Securities and Exchange Commission February 28, 1994
450 Fifth Street, N.W.
Wasington, D.C. 20549-1004
Rule 24f-2 Notice for Van Kampen Merritt Utility Income Trust
Series 5, File No. 33-43176
Ladies/Gentlemen:
As sponsor of Van Kampen Merritt Utility Income Trust, Series 5,
we are submitting the information required by Rule 24f-2 promulgated under
the Investment Company Act of 1940, as amended. We have wired our payment
of the fee prescribed by subsection (c) and the opinion of counsel specified
in subsection (b) (1) (v) of said Rule is enclosed.
(i) Fiscal year for which notice is filed: Year ended December 31, 1993
(ii) Number of securities registered other than pursuant to Rule 24f-2 and
remaining unsold at the beginning of the above fiscal year: 0 Units
(iii) Number of securies registered other than pursuant to Rule 24f-2
during the above fiscal year: 0 Units
(iv) Number of securities sold during the above fiscal year: 364,417 Units
(v) Number of securites sold in reliance upon registration pursuant to
Rule 24f-2 during the above fiscal year: 364,417 Units
__________________________
(1) Aggregate sales price to the public of securities sold
in reliance upon registration pursuant to Rule24f-2: $ 9,001,100
(2) Less actual aggregate redemption or repurchase price
of securities redeemed or repurchased during the
fiscal year: 7,339,625
(3) Plus actual aggregate redemption or repurchase
price of securities previously applied in filings
pursuant to Section 24 (e) (1): -0-
-----------
1,661,475
Amount of filing fee computed at one-twenty-
ninth of one percent (1/29 of 1%) of above total: $ -0-
Very truly yours,
Van Kampen Merritt
By:______________________________
Sandra A. Waterworth
Vice President
Chapman and Cutler
111 West Monroe Street
Chicago, Illinois 60603
February 9, 1994
Van Kampen Merritt Inc.
One Parkview Plaza
Oakbrook Terrace, Illinois 60181
Re: Van Kampen Merritt Utility Income Trust, Series 5
Gentlemen:
We have served as counsel for Van Kampen Merritt Inc. ("Van
Kampen"), as Sponsor and Depositor of Van Kampen Merritt Utility Income
Trust, Series 5 in connection with the preparation, execution and
delivery of a Trust Indenture and Agreement for the above-captioned
series of which Van Kampen is Depositor and Bank of New York is Trustee,
pursuant to which the Depositor has delivered to and deposited Bonds
listed in Schedule A to the Trust Indenture and Agreement with the
Trustee and pursuant to which the Trustee has issued to or on the order
of the Depositor a certificate or certificates representing an aggregate
number of Units of fractional undivided interest in and ownership of the
Trust created under said Trust Indenture and Agreement.
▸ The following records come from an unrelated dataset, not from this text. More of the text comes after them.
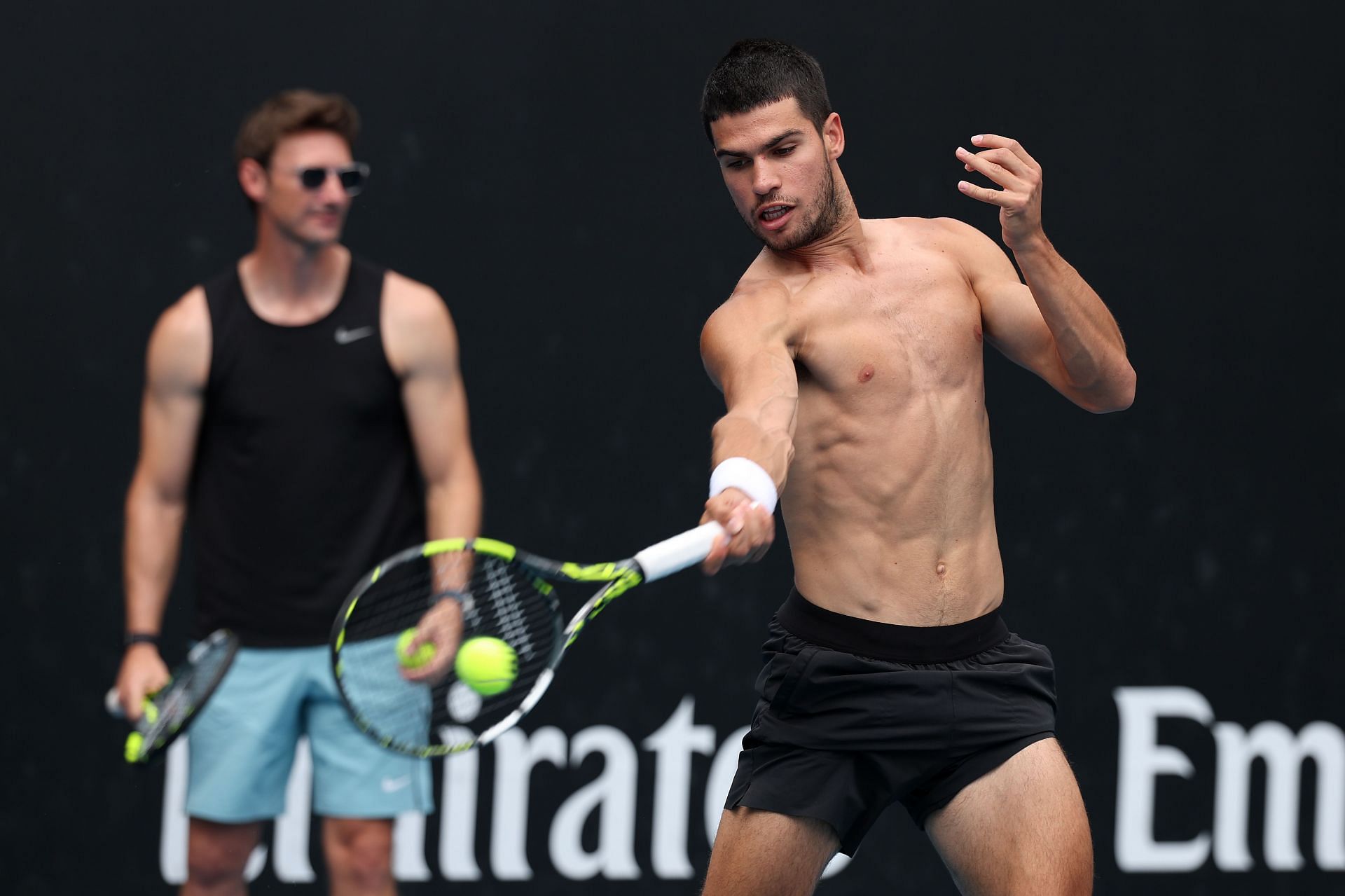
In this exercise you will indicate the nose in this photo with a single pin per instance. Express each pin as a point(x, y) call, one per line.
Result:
point(766, 178)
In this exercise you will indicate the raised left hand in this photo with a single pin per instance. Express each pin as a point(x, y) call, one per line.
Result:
point(1005, 162)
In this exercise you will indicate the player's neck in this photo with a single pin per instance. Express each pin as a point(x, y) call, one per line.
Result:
point(843, 247)
point(283, 270)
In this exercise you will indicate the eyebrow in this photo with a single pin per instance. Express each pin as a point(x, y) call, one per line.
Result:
point(791, 132)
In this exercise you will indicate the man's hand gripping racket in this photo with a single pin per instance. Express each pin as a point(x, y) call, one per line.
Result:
point(431, 670)
point(166, 713)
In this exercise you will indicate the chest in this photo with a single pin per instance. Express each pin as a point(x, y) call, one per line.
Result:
point(915, 324)
point(311, 381)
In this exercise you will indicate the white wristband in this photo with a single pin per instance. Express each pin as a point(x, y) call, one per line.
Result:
point(747, 476)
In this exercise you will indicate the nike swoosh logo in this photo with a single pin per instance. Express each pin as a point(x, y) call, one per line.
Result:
point(393, 785)
point(346, 337)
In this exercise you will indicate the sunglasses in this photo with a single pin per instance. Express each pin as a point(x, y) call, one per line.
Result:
point(352, 177)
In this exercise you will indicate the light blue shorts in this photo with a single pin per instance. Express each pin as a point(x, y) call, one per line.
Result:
point(242, 745)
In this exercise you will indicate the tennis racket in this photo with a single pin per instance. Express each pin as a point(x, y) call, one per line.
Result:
point(170, 710)
point(504, 593)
In connection therewith, we have examined such pertinent records and
documents and matters of law as we have deemed necessary in order to
enable us to express the opinions hereinafter set forth.
Based upon the foregoing, we are of the opinion that the
certificates evidencing the Units in the Trust constitute valid and
binding obligations of the Trust in accordance with the terms thereof.